After the match, however, Harry is nowhere to be found. The three of them spend about five seconds looking around the pitch before they collectively decide to wait for him in their warm common room, away from the February chill.
The eleven-year-old of the hour comes bounding in when the after-party is in full swing, looking equal parts excited and pensive. Ananke recognises the look in his eye. This has something to do with Flamel.
"We were right!" he hisses as soon as he sits down. Then he stops. "Let's go somewhere private."
He ushers them into the boys' dorm. Ananke, Hermione and Ron all plop themselves down on Neville's bed while Harry paces the length of the room.
"I just overheard Snape threatening Quirrell!" he says without preamble.
"Why?" says Hermione.
"When?" says Ron.
"How?" asks Ananke.
"I'm getting to that!"
Right. So.
The Philosopher's Stone really is being stashed in the school, Snape wants Quirrell to help him get it, and he needs to know how to get past Fluffy.

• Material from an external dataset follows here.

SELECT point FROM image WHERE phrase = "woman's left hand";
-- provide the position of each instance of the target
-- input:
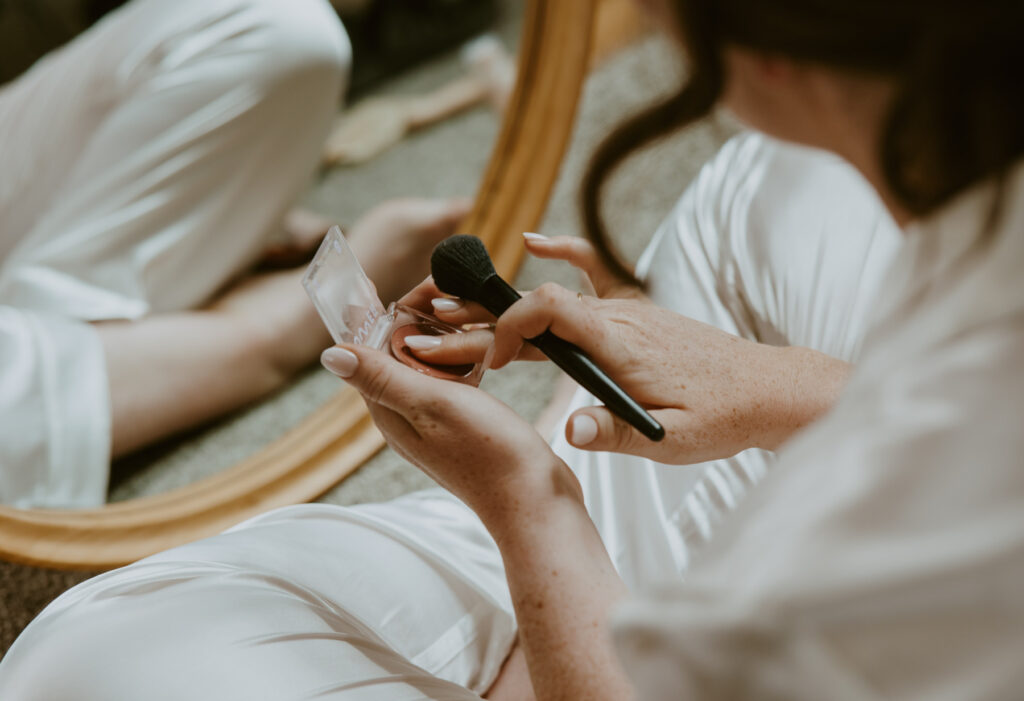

"I reckon all the Professors did a bunch of enchantments on the Stone," Harry theorises, "and Quirrell probably would've done some anti-Dark spell."
Ananke decides to ignore the fact there is no such thing as an anti-Dark spell.
Alarmed, Hermione says, "So the Stone's safe so long as Quirrell stands up to Snape?"
"That's what it looks like," Harry sighs.
Well, this is pretty damning, but Ananke's still not convinced it's Snape who's after the Stone. Maybe she's blind, but it doesn't feel right; Snape's acerbic, not malicious.
"Have you ever heard of confirmation bias?" she asks suddenly.
"What?" says Harry.
"Just checking," she mumbles.
The conversation devolves into a bit of a freak-out session, in which murder is discussed more than once but telling an adult is never mentioned. Deep in her heart, Ananke sighs, knowing that, as the only one in the quartet with common sense, she'll have to stay at Hogwarts again over Easter.